Theoretisch sind die meisten Christen davon überzeugt, dass der Glaube an Jesus eine gute Nachricht für unsere Freunde ist. Dennoch bleibt es herausfordernd, mit ihnen darüber ins Gespräch zu kommen. Wie geht dir das als «Profi», der regelmässig in Predigten und auf Bühnen von Jesus spricht? Fällt dir das auch in deinem privaten Umfeld leicht?
Ja, klar, ich bau dann immer so eine kleine Bühne auf (lacht). Nein, das fällt mir nicht immer leicht. Ich kenne die Gesprächssituationen so gut, in denen ich denke: Das ist jetzt aber peinlich, vom Glauben zu reden. Dann komme ich mir vor wie eine Staubsaugerverkäuferin, die den Leuten etwas andreht, was die gar nicht wollen. Was mich sehr befreit hat, ist zu lernen: Ich muss anderen gar kein Gespräch überstülpen. Ich brauche einfach nur gute Fragen stellen. Das heisst erst mal, dass ich mich (hoffentlich) für Leute interessiere und von ihren Erfahrungen lerne. Und dann bete: «Jesus, schenk doch, dass wir in unserem Gespräch irgendwie auf dich kommen.» Das passiert immer wieder und ist dann viel organischer und leichter. Leute erzählen mir zum Beispiel von ihren Sehnsüchten oder ihrer spirituellen Suche. Da kann ich dann meine Erfahrungen dazulegen. Oder wir kommen auf Lebensfragen, die die andere Person beschäftigen. Oft sind das Fragen, die ich auch selbst habe, und wir können uns austauschen darüber, was uns weiterhilft. Ich denke, es geht darum, authentisch mein Leben zu teilen und am Leben der anderen interessiert zu sein.

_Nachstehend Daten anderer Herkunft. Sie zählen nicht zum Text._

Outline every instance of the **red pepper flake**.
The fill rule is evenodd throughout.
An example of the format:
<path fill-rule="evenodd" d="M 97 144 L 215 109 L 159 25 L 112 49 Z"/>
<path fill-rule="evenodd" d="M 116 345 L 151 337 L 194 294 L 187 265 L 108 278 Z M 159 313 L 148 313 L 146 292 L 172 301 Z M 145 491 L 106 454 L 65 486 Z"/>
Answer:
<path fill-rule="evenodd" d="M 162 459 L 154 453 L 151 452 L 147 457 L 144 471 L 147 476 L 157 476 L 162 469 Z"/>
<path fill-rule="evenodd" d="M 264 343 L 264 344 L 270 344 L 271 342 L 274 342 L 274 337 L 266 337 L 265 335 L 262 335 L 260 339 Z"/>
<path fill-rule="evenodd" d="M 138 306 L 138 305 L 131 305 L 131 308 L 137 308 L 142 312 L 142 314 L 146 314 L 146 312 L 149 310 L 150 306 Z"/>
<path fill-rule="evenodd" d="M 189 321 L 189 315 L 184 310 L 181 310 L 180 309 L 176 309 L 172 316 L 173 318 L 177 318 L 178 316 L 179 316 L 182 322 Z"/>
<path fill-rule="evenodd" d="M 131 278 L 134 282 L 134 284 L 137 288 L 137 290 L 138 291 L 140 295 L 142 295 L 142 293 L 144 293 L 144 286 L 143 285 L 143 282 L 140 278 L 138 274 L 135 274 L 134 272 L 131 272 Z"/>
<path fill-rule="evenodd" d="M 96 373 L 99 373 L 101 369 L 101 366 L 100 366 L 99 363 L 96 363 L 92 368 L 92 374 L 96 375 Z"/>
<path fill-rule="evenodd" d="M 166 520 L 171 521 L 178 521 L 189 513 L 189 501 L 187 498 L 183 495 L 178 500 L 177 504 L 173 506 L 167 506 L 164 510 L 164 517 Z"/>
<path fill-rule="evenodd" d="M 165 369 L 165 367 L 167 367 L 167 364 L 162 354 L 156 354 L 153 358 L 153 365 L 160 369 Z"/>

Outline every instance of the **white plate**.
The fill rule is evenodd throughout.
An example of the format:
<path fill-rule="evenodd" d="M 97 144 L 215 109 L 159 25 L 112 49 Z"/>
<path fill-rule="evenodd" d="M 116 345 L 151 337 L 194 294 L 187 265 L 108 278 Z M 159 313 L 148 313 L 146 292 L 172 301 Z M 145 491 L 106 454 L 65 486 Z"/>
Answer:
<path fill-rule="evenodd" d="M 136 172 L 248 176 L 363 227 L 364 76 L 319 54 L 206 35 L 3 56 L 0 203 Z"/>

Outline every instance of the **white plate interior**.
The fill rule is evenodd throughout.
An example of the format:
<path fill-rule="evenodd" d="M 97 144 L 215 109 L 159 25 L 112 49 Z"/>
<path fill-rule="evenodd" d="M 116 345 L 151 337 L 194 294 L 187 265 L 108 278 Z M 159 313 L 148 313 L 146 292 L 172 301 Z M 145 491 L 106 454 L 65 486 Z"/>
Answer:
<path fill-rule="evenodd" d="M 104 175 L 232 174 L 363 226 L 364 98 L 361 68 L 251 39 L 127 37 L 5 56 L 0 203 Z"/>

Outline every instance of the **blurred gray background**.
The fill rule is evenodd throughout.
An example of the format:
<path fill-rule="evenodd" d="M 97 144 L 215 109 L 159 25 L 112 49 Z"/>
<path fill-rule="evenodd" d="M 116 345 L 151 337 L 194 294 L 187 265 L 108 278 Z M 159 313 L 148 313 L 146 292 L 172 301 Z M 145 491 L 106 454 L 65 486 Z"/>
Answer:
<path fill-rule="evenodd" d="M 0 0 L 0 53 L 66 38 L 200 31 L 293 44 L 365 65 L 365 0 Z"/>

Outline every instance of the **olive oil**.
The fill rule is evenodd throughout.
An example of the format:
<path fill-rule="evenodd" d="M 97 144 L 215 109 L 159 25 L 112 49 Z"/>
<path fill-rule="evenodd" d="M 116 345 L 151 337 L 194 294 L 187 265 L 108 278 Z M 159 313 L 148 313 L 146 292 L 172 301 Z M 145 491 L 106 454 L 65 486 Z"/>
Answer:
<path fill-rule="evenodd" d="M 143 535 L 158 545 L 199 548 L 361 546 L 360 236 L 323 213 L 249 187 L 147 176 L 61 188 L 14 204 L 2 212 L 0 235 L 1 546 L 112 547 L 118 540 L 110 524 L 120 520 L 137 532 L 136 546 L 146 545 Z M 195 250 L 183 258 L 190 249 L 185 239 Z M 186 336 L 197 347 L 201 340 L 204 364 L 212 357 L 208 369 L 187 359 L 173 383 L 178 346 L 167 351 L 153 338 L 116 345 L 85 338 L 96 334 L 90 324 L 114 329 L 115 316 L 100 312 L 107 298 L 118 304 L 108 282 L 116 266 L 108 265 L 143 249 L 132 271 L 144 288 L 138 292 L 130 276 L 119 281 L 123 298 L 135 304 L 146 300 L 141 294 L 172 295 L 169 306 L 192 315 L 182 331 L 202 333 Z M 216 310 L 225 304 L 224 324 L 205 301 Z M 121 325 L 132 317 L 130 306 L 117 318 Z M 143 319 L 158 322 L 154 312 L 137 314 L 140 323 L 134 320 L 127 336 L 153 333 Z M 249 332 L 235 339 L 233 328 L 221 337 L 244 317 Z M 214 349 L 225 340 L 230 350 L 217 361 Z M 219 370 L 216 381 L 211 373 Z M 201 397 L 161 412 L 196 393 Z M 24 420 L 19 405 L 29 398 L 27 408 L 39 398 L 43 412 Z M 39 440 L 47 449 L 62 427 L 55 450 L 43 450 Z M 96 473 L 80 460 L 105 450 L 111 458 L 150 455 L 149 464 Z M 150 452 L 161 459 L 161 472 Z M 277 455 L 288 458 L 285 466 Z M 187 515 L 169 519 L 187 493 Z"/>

Erinnerst du dich an ein konkretes Beispiel?
Neulich hat mir eine Frau von ihren Meditationstechniken erzählt und wie sie versucht, durch Meditation ein besserer Mensch zu werden. Ich finde es wichtig, das erst mal wertzuschätzen. Da sitzt mir ein Mensch gegenüber, der sucht und Erfahrungen macht – das ist doch genial! Das habe ich ihr auch so gesagt und dann ergänzt: Ich selbst merke immer wieder, dass ich an meine Grenzen komme, wenn ich versuche, ein besserer Mensch zu werden, und dann doch wieder meine Kollegin anmotze. Ich merke, ich brauche so sehr das liebende Gegenüber, weil ich glaube, dass die Kraft von woanders und nicht aus mir selbst kommt. Darauf guckt mich diese Frau an und sagt: Krass, das habe ich noch nie gehört! Das nehme ich jetzt in meine Meditation auf. Natürlich habe ich ihr damit nur einen kleinen Anstoss gegeben und nicht das ganze Evangelium auf einmal erzählt. Aber sie ist dann später noch einmal darauf zurückgekommen.

Was ist deiner Meinung nach unsere Aufgabe in solchen Gesprächen?
Mit anderen Menschen über unser Suchen und Ringen, um die grossen Fragen ins Gespräch zu kommen, finde ich unheimlich bereichernd und inspirierend – auch wenn wir zu unterschiedlichen Ergebnissen kommen. Druck hat bei Jesus keinen Platz. Ich denke, wir sind gefragt, Samen zu säen. Was Gott daraus macht, ist seine Sache – und das ist immer wieder überraschend und oft wunderschön zu sehen.

Julia Garschagen ist Theologin und Leiterin des Pontes Instituts für Wissenschaft, Kultur und Glaube in Köln. Die Mitarbeitenden bauen Brücken («Pontes») zwischen Themen der Wissenschaft, Fragen, die die Gesellschaft bewegen, und dem Glauben. Ihr Ziel ist es, mit Menschen ins Gespräch zu kommen, die mit dem christlichen Glauben bisher nichts zu tun haben. So sind sie zu Veranstaltungen in Universitäten, der Wirtschaft oder Politik unterwegs, vor Ort und auch digital. Ausserdem leitet Julia Garschagen truestory, das evangelistische Projekt von ProChrist.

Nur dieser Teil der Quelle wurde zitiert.